All this while, Nancy and I prayed that God sends his angels to deliver us from the hands of these men. It was a night of silence as no one spoke to another till we alighted at a place which has remained a land of no return to some of us till date.
The life that followed suit is what has left me with more sorrows in my heart and a big thanks to God. We were subjected to hardship, hard labour and abuse. We were indeed in terror. There we were taught no other God than Allah. We were taught to memorize the Holy Koran. I can't forget this chapter and verse of the Koran; Quran (4:76) - "Those who believe fight in the cause of Allah…” We were made to believe that it is the will of Allah to fight one another, especially Christians who do not believe in Allah.
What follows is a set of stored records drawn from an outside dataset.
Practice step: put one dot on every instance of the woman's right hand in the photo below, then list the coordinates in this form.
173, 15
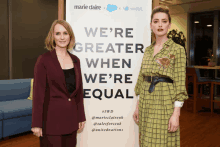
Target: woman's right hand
37, 131
136, 116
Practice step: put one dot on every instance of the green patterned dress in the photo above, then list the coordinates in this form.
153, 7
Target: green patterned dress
156, 108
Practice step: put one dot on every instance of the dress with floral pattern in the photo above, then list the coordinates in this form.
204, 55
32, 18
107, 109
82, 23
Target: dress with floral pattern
156, 108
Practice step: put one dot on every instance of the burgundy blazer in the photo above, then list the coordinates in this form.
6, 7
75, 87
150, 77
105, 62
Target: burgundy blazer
52, 110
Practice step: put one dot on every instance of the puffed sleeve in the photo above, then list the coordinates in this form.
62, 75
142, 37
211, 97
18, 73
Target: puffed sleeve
180, 75
140, 80
80, 106
39, 88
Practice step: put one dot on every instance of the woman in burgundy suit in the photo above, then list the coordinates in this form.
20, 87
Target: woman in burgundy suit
58, 110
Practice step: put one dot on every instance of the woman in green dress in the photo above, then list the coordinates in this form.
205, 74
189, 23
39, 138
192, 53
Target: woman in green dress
160, 86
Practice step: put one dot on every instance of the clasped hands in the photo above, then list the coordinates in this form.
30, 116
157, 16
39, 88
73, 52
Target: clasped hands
38, 131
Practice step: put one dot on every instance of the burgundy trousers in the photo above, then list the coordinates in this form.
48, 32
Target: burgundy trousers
67, 140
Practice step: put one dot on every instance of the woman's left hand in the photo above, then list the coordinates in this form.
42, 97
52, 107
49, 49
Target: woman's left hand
173, 123
81, 126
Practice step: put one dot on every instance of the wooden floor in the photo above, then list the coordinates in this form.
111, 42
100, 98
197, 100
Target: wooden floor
199, 130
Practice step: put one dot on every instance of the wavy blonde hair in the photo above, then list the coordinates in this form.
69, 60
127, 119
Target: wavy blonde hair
163, 9
49, 41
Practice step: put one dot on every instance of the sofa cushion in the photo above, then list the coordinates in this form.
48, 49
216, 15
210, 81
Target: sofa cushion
31, 90
16, 108
14, 89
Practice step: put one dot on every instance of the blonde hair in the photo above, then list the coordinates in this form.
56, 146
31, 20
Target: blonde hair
163, 9
49, 41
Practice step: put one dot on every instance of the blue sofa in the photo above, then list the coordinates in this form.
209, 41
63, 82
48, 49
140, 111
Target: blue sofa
15, 108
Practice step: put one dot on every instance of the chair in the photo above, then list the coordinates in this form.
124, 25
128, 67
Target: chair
193, 76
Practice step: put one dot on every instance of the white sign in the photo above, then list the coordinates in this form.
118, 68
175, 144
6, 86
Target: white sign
111, 37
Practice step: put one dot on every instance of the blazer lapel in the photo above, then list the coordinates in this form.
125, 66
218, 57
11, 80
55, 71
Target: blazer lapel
76, 69
59, 70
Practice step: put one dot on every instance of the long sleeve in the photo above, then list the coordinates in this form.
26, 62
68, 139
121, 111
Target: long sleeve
180, 75
80, 105
39, 88
140, 80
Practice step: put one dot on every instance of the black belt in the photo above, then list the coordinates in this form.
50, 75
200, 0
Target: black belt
154, 80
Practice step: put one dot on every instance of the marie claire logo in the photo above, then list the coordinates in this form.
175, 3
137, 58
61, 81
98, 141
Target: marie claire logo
90, 7
112, 8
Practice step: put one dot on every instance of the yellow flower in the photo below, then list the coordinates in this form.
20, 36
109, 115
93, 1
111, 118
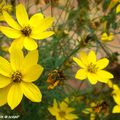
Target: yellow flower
107, 37
116, 108
26, 30
62, 111
96, 108
91, 68
118, 9
17, 76
4, 7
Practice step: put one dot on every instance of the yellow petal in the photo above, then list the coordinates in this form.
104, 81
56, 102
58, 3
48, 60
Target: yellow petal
63, 106
92, 78
104, 37
31, 58
104, 80
33, 73
21, 15
91, 57
83, 58
92, 116
38, 17
104, 74
70, 110
53, 110
31, 91
11, 22
44, 25
3, 95
116, 109
18, 43
16, 59
71, 116
42, 35
81, 74
118, 8
5, 68
4, 81
15, 95
102, 63
78, 61
9, 32
30, 44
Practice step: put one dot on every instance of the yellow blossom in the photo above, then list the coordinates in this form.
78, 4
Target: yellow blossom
91, 68
4, 7
25, 30
16, 78
116, 96
107, 37
62, 111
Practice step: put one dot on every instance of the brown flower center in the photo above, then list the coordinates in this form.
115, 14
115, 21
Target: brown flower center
62, 114
26, 31
92, 68
16, 77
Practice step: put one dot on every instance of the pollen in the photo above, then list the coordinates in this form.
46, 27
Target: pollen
92, 68
26, 31
16, 77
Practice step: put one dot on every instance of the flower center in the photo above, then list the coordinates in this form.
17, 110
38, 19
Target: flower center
62, 114
26, 31
92, 68
16, 76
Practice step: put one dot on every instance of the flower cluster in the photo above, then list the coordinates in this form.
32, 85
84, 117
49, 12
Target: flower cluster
16, 76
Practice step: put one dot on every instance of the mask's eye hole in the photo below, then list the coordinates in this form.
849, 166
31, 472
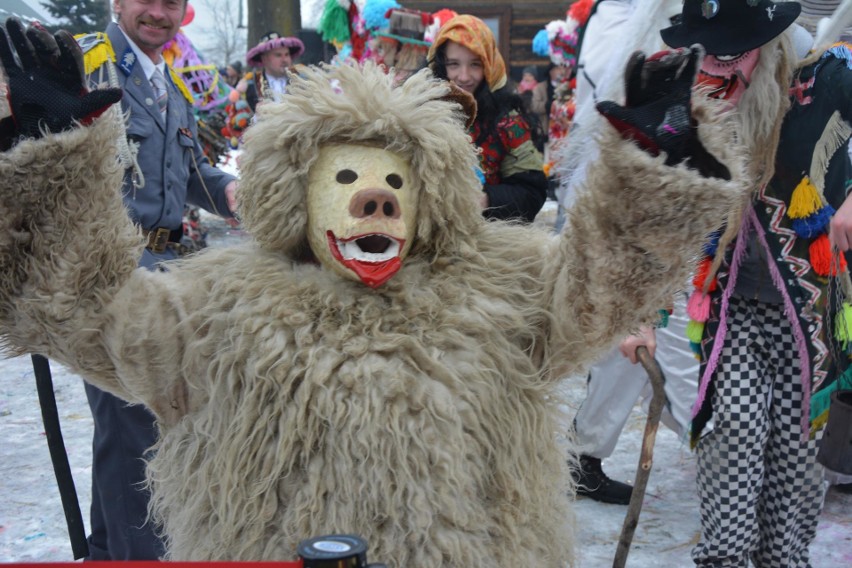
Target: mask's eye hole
394, 180
727, 58
346, 176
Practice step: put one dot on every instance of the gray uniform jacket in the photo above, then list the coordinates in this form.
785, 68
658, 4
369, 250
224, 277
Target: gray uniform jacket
169, 155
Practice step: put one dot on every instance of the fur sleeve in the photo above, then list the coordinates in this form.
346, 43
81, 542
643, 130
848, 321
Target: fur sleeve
633, 238
67, 247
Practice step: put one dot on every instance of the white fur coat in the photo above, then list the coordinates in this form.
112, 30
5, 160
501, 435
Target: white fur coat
293, 403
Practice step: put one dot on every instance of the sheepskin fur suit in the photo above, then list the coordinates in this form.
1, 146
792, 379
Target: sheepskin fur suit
292, 402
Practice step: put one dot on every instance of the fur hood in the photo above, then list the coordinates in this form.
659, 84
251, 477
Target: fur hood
346, 104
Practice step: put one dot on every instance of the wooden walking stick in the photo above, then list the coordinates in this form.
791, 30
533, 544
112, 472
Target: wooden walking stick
646, 458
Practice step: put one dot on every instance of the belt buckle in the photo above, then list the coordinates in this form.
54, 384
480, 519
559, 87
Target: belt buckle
158, 240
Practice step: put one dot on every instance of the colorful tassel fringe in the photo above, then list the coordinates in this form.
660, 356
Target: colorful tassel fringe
823, 261
805, 201
812, 225
843, 325
698, 306
701, 275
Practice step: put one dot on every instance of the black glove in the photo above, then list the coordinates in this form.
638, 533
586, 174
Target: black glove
48, 89
658, 112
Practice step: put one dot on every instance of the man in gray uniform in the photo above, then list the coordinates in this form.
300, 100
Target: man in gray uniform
165, 170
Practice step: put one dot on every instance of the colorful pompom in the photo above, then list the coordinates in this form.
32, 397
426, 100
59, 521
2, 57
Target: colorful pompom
375, 13
805, 201
334, 23
712, 244
694, 331
541, 44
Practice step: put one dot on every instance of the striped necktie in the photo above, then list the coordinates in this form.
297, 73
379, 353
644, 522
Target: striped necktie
158, 82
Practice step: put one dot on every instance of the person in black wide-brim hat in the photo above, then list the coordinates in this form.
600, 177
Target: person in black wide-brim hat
730, 27
768, 296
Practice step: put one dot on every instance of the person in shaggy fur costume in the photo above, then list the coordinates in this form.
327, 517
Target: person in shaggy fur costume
378, 359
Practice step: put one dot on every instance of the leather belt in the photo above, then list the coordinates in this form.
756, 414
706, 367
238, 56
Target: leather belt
159, 238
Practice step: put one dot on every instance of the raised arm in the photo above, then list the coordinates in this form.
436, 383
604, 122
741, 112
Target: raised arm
666, 178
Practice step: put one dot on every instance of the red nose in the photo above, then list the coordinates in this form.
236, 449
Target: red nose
378, 203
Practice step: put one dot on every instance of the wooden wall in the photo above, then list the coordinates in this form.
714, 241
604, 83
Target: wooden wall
519, 22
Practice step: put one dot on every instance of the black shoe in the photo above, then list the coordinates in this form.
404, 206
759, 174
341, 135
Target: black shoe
593, 483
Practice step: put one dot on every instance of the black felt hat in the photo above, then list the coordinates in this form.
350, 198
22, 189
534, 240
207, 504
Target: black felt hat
730, 27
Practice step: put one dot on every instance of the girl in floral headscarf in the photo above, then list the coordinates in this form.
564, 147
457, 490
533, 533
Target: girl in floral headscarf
515, 187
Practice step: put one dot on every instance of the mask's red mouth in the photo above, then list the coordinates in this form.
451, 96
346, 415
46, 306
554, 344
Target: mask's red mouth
373, 257
719, 87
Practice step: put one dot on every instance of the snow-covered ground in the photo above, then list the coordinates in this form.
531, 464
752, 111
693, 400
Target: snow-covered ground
32, 525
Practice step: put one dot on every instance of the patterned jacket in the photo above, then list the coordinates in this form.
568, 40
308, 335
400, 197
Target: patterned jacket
811, 161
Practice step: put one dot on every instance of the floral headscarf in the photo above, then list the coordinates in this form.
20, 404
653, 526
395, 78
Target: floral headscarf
474, 34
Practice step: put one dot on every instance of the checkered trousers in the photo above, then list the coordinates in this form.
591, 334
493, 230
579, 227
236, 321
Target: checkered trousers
760, 486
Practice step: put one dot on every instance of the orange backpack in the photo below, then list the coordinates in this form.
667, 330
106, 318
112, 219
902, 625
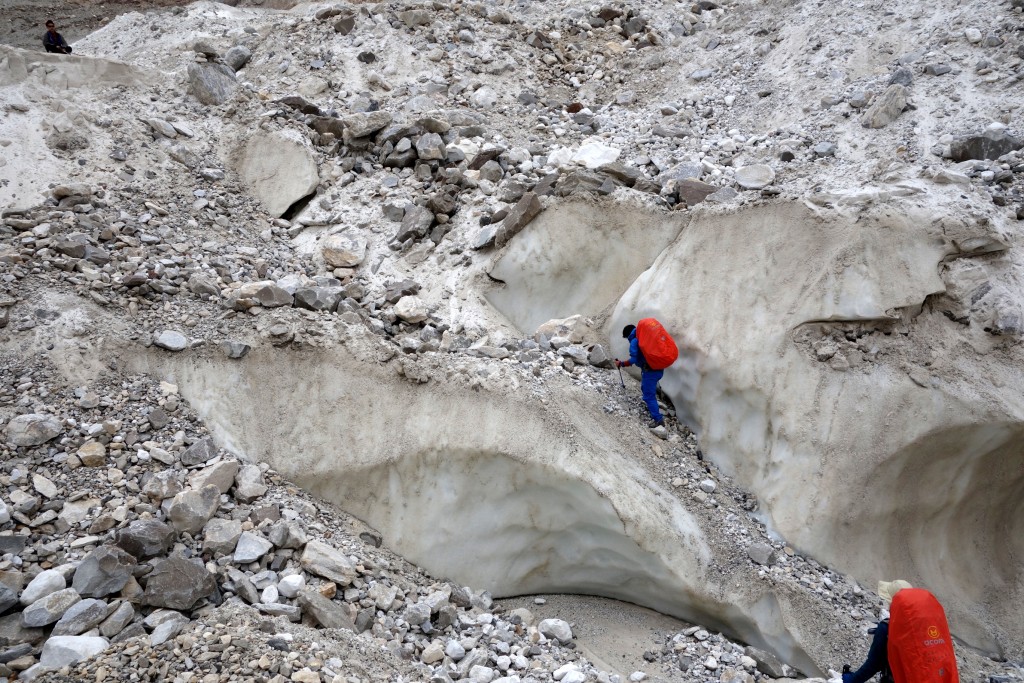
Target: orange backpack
656, 345
921, 649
We were subjected to sex. I remember the day I was deflowered; I lost my virginity. I had gone in to the hut of the men to serve them food, when one of them called me to an inner room in the hut. That was it, I lost it. I bled, I cried all day. Sex became a play to me because that was what we were made to believe. Females are solely created for sex and nothing greater or lesser than that. Some of us got pregnant, some were given pills that killed them, some were killed for the refusal of dancing to the sound of the music, and some were used as suicide bombers. Nancy, also ended as suicide bomber; May her gentle soul rest in the bosom of the Lord.
We were made to believe that the society hated us; if not the then president would have come rescue us from their hands. The grace of God never left me as luck shone on me on one fateful Friday. We had gone to the field of our camp to get pastures when I saw my little brother, Abubakar. At first, I pretended not to have seen him because we were not allowed to talk with the abducted males. I managed to talk with him, and then we started meeting in our little secret place unknown to the terrorists. We planned of escape and to God be the glory we succeeded (just the two of us). We left the camp with no hope or means of survival.
April 4, 2018, will be the fourth year since our abduction. Some are still there. Some are married to these terrorists with no hope of return. I have never forgotten to put them in my prayers. One can never tell the story better until one becomes a survivor of wicked fate of our dear country. Terrorism is as bad as HIV/AIDS and deadly as Ebola Virus.
I plead that our country becomes united as one in peace, the government with less corruption and the world with one love. We should all be one and our lives will be better.